Topological sorting被老师称为“非常重要”，据说每家公司面试都会考到。Topological order的定义是：
1、图上u->v则排序后u点一定在v点前面
2、排序后的开头的点必须是没有指向该点的edge.(indegree == 0)

In this problem, we use a HashMap to map all nodes to their indegree. By traversing each node's neighbors and put them in the map, those nodes with indegree 0 have been left. We offer these nodes with 0 indegree to the queue and add them to the result.Then we start with these nodes to sort in topological order. We poll one node each time, meaning we traversed it and delete it from the graph. Meanwhile we minus the indegree of its neighbors by one, meaning we delete the edges between this node to its neighbors. We'll then check if any of its neighbors have an indegree of 0, if so we add it to the result and poll it to the queue. We'll later poll it out from the queue and check its neighbors.

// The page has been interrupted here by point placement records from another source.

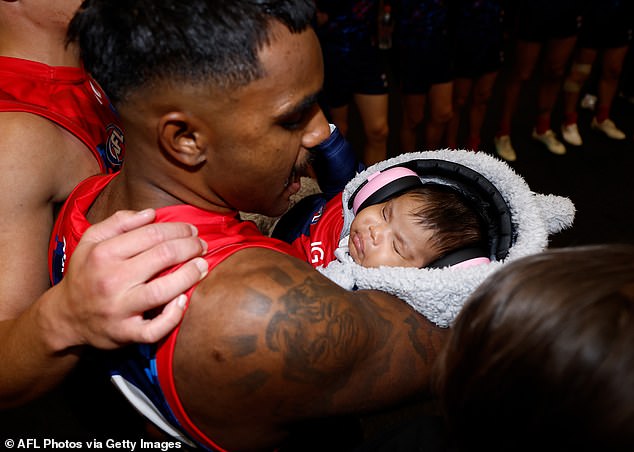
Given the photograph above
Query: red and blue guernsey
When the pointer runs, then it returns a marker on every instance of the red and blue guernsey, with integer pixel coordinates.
(69, 97)
(143, 373)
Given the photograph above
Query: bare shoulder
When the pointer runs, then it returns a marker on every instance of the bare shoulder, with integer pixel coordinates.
(48, 156)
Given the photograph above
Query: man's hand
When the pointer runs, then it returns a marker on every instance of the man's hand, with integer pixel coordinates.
(105, 291)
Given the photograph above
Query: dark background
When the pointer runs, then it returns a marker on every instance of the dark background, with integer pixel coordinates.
(598, 177)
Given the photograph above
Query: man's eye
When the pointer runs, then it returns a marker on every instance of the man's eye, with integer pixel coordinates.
(293, 122)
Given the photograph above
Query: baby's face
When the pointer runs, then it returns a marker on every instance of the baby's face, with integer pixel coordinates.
(387, 234)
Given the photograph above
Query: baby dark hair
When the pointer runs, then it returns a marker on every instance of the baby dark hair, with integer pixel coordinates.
(455, 224)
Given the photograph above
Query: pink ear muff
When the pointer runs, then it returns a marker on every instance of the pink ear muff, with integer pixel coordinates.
(378, 181)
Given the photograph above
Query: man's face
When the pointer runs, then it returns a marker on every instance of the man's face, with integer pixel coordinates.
(388, 234)
(260, 132)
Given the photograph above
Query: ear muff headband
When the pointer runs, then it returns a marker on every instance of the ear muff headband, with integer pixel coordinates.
(382, 186)
(482, 195)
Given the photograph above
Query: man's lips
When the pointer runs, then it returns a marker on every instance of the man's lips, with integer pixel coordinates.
(293, 183)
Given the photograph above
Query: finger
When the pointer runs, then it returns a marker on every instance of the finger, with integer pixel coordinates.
(163, 256)
(163, 240)
(167, 287)
(160, 326)
(118, 223)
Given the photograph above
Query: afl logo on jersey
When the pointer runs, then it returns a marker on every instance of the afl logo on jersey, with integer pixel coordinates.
(114, 146)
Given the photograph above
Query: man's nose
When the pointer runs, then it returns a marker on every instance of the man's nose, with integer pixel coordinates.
(317, 130)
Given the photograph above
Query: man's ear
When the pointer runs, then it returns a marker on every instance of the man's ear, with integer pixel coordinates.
(182, 137)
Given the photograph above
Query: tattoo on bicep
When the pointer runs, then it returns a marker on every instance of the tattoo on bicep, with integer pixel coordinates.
(320, 334)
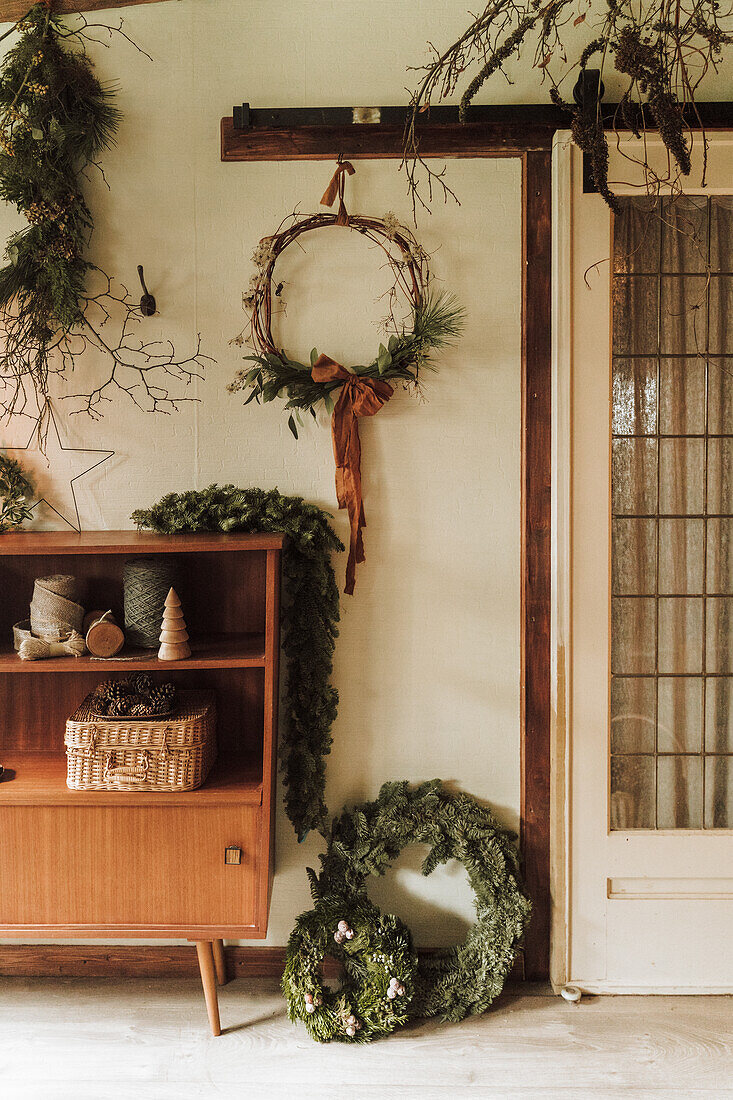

This is BFS method, the only difference is that we'll need to check the indegree when we offer a node to the queue.

/**
 * Definition for Directed graph.
 * class DirectedGraphNode {
 *     int label;
 *     ArrayList<DirectedGraphNode> neighbors;
 *     DirectedGraphNode(int x) { label = x; neighbors = new ArrayList<DirectedGraphNode>(); }
 * };
 */
public class Solution {
    /**
     * @param graph: A list of Directed graph node
     * @return: Any topological order for the given graph.
     */    
    public ArrayList<DirectedGraphNode> topSort(ArrayList<DirectedGraphNode> graph) {
        // write your code here
        ArrayList<DirectedGraphNode> result = new ArrayList<>();
        if (graph == null || graph.size() == 0) {
            return result;
        }
        Map<DirectedGraphNode, Integer> indegree = new HashMap<DirectedGraphNode, Integer>();
        Queue<DirectedGraphNode> queue = new LinkedList<DirectedGraphNode>();
        //mapping node to its indegree to the HashMap, however these nodes
        //have to be directed to by one other node, nodes whose indegree == 0
        //would not be mapped.
        for (DirectedGraphNode DAGNode : graph){
            for (DirectedGraphNode nei : DAGNode.neighbors){
                if(indegree.containsKey(nei)){
                    indegree.put(nei, indegree.get(nei) + 1);
                } else {
                    indegree.put(nei, 1);
                }
            }
        }
        //find all nodes with indegree == 0. They should be at starting positon in the result
        for (DirectedGraphNode GraphNode : graph) {
            if (!indegree.containsKey(GraphNode)){
                queue.offer(GraphNode);
                result.add(GraphNode);
            }
        }
        //everytime we poll out a node from the queue, it means we delete it from the 
        //graph, we will minus its neighbors indegree by one, this is the same meaning 
        //as we delete the edge from the node to its neighbors.
        while (!queue.isEmpty()) {
            DirectedGraphNode temp = queue.poll();
            for (DirectedGraphNode neighbor : temp.neighbors){
                indegree.put(neighbor, indegree.get(neighbor) - 1);
                if (indegree.get(neighbor) == 0){
                    result.add(neighbor);
                    queue.offer(neighbor);
                }
            }
        }
        return result;
    }
}